AIR*2

Kesejukan pagi menciptakan embun yang membasahi dedaunan. Kicauan burung pipit bersautan menjadi alunan merdu di pagi hari. Prilly keluar dari kamar kosnya, berniat untuk membuang sampah dan membersihkan kamarnya. Rutinitas setiap pagi sebelum dia berangkat ke kampus.

"Woiy Oncom! Wuiiihhhhh yang baru saja pulang praktek. Gimana?" suara sambutan dari seberang mengundang perhatian Prilly.

Mata Prilly memicing saat melihat seorang pemuda memakai pakaian PDH taruna penerbangan terlihat lesu, mungkin karena dia kelelahan. Prilly tak ambil pusing dengan hal itu. Karena bagi Prilly itu hal biasa.

"Selamat pagi Bu Neneng?" sapa Prilly ramah kepada pemilik kos saat melewati rumah utama.

"Selamat pagi juga cantik. Mau kemana?" tanya Neneng selesai menyapu teras rumahnya.

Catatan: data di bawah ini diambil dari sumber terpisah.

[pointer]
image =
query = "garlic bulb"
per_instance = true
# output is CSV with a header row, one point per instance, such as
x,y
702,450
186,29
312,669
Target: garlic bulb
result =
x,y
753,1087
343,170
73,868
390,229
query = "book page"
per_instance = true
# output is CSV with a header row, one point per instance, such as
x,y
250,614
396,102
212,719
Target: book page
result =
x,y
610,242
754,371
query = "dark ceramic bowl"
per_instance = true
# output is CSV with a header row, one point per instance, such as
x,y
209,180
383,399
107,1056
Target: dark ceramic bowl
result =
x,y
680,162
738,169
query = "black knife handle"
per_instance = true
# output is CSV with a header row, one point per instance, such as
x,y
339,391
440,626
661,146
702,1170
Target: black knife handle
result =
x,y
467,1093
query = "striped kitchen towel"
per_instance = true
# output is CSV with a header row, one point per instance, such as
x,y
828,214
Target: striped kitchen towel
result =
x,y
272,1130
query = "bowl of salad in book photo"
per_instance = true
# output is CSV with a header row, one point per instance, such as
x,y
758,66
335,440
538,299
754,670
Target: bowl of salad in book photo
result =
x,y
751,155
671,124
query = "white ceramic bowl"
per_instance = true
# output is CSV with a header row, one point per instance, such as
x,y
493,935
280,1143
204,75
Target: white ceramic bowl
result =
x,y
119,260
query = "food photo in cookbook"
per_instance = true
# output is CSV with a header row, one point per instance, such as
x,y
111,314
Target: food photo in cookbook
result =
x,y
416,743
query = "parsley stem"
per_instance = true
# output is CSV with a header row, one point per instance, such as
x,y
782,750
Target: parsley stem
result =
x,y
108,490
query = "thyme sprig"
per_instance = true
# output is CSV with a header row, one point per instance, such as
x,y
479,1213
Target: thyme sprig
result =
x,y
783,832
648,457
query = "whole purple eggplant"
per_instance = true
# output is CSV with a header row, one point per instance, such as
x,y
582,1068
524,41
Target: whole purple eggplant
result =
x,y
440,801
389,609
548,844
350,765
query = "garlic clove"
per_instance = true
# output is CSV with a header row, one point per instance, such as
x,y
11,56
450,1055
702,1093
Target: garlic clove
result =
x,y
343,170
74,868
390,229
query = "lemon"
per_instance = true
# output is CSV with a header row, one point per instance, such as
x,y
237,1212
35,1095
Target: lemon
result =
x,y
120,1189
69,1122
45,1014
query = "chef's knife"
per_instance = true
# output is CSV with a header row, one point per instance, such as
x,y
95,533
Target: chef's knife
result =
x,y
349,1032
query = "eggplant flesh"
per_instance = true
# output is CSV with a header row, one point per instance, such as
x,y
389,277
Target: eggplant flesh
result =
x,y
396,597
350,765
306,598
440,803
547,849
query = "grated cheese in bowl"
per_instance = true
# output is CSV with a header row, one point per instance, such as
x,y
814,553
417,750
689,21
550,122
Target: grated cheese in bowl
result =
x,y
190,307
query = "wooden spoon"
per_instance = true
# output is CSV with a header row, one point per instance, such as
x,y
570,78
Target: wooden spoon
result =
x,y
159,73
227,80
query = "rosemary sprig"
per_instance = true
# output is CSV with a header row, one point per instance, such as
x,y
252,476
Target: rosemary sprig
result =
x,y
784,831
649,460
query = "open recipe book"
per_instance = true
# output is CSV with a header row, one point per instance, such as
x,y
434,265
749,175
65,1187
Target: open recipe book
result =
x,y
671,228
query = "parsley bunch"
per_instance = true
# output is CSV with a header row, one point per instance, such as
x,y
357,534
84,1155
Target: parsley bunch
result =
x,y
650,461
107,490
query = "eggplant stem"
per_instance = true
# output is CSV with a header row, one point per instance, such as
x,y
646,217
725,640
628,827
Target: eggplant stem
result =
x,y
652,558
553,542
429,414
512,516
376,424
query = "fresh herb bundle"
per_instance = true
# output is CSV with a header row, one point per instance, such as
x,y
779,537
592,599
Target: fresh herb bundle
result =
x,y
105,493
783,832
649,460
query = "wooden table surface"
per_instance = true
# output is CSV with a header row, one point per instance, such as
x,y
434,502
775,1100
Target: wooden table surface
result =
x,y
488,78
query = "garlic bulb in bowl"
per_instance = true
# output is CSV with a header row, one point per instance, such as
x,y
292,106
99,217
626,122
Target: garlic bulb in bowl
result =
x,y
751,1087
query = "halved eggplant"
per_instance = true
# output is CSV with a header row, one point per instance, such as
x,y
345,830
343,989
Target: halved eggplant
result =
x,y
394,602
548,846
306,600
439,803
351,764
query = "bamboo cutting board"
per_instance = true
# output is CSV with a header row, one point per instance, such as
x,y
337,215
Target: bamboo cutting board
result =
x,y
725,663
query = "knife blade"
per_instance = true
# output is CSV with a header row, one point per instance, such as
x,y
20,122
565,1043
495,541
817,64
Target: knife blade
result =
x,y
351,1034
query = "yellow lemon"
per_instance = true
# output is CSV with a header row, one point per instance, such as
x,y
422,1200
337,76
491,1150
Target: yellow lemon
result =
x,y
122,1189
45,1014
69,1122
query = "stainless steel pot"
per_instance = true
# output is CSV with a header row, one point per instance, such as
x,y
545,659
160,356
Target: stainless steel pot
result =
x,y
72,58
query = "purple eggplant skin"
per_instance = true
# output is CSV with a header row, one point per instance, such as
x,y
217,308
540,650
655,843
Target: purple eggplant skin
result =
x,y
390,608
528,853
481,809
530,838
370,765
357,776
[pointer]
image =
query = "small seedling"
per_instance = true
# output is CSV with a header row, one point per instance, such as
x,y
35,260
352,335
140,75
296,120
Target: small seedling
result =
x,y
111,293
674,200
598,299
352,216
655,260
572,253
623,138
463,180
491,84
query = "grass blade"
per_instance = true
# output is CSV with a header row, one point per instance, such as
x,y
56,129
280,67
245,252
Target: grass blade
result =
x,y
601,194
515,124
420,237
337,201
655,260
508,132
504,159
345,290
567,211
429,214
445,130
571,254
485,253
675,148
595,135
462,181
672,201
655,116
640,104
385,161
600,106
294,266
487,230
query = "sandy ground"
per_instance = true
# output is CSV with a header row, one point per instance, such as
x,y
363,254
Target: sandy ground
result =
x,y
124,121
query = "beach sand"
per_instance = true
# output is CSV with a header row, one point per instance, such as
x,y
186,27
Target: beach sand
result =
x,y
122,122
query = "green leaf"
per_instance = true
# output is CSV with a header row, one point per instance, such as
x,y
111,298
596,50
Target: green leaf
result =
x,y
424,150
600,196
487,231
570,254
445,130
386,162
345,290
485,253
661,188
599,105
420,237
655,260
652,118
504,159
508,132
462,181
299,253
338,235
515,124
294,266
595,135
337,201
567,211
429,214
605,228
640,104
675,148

"Ini Bu, mau buang sampah," jawab Prilly memamerkan tas kantong hitam ke arah Neneng.

Prilly berjalan membuang sampah di tong besar yang disediakan di depan area kos itu. Tempat kos Prilly satu area dengan kos putra. Namun tersekat dengan tembok setengah badan yang diatasnya tertanam pecahan-pecahan kaca. Setiap kamar saling berhadapan, sehingga dapat melihat siapa penghuni kos tersebut.

"Pril, minta brasso dong. Punyaku habis. Aku belum beli." Cindai masuk ke dalam kamar Prilly saat Prilly sedang sibuk membrasso atributnya yang terbuat dari kuningan.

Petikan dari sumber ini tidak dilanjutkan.